You reference the Great Recession specifically, which was the 2007-2009 recession.
The bear market of 2007-2009 lasted 1.3 years and sent the S&P 500 down by 50.9%.
- investopedia, A History of Bear Markets
The article also references the 1929 Stock Market Crash, which “sliced 83.4% off the value of the S&P 500”.
There isn’t a ‘safe’ LVR. Even if you maintain enough LVR to withstand the Great Recession’s 50.9% drop, or for that matter, the 83.4% drop in 1929, it is possible for the lender to unilaterally reduce their LVR tolerance even further.
Since markets can only report historical values, future values are always something of a guesstimate. Imagine yourself in the lender’s shoes when the S&P has dropped 50%. Will you be happy to keep the LVR at 50%, or would you rather drop it to say 40% ‘just to be safe’?
If your client borrowed $50 to buy a stock at $100 but that is now at $50 and dropping like a stone, you can sell the stock immediately to recover your $50 (no loss to the lender). But if your client doesn’t want to sell at $50, maybe it would only be worth $40 tomorrow, so there’s maybe $10 of the lender’s funds at risk. To protect your own position, you’d be inclined to require your client to either cough up $10 or liquidate the position immediately.
Maybe the market isn’t going to drop any further, but that’s just an unbankable opinion to the lender looking at a screenful of red indicators.

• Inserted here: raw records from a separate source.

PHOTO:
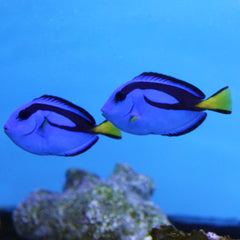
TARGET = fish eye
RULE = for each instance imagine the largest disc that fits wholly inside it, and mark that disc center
(24, 114)
(120, 96)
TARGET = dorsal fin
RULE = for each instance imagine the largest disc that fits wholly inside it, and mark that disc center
(60, 102)
(167, 80)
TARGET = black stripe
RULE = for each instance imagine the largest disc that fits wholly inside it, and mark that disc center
(70, 104)
(186, 99)
(162, 77)
(82, 124)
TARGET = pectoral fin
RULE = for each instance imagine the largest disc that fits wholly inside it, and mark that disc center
(108, 129)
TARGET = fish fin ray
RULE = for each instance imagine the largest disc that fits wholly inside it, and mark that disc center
(187, 127)
(165, 79)
(108, 129)
(218, 102)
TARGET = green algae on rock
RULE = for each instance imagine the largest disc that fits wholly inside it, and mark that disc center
(92, 208)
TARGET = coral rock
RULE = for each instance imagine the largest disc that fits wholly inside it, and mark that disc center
(92, 208)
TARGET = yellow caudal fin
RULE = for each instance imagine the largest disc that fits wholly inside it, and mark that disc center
(108, 129)
(219, 102)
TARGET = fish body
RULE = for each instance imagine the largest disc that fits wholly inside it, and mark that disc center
(51, 125)
(153, 103)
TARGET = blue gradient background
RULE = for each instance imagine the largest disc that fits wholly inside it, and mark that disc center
(83, 50)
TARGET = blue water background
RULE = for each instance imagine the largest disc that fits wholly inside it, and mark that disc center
(83, 50)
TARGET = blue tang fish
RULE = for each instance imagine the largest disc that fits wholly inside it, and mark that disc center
(153, 103)
(51, 125)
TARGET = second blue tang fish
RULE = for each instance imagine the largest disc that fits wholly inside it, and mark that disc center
(153, 103)
(51, 125)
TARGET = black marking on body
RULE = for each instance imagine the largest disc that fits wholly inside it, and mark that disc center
(186, 100)
(162, 77)
(51, 98)
(81, 124)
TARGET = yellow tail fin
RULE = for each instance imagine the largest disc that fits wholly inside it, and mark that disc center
(108, 129)
(219, 102)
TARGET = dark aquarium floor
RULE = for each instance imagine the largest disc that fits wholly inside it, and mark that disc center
(222, 227)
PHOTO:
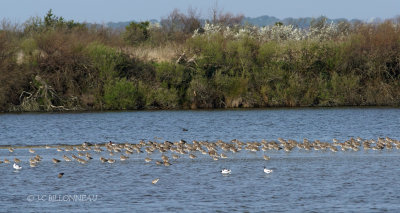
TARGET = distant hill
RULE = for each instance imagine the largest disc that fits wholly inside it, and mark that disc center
(257, 21)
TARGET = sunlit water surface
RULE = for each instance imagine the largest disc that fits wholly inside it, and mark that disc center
(364, 181)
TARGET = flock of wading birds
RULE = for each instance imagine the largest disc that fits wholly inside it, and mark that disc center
(177, 149)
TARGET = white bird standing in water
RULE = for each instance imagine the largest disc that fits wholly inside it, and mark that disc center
(267, 171)
(17, 167)
(225, 171)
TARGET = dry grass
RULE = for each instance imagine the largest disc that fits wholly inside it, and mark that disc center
(163, 53)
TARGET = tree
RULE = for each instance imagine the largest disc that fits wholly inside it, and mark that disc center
(136, 32)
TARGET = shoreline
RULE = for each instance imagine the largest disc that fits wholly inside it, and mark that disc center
(206, 109)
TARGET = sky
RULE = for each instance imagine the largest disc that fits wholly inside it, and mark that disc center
(103, 11)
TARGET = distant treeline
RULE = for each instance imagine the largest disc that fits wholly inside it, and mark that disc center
(51, 64)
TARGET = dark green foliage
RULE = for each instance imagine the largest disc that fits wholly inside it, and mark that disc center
(136, 33)
(55, 64)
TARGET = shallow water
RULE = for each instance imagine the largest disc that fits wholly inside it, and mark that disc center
(364, 181)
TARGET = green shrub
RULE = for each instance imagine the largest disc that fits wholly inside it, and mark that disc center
(122, 94)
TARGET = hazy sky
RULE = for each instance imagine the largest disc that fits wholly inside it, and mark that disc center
(102, 11)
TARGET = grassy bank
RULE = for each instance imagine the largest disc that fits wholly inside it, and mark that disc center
(51, 64)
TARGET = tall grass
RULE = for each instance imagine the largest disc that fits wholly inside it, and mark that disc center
(95, 68)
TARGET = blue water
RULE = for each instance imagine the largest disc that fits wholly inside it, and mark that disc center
(319, 181)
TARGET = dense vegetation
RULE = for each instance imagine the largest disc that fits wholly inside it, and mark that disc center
(51, 64)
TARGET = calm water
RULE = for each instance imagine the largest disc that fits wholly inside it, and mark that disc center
(364, 181)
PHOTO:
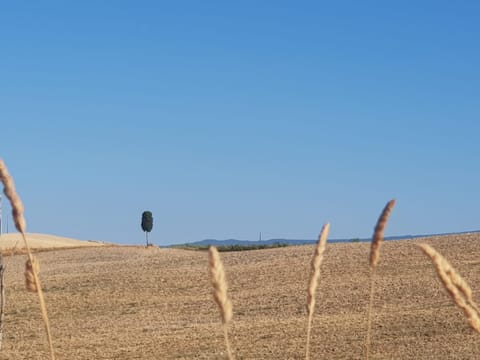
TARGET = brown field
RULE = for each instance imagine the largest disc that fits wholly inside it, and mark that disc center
(137, 303)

If you (now as borrower) had borrowed to capacity at a 50% LVR, you’d be in trouble when it dropped to 40%. That’s the case regardless of what materially-useful LVR you pick - it’s when the markets drop significantly that the lender is likely to pull the rug out from under you, to protect their own interests.
There is no LVR level that is both ‘safe’ and ‘useful’.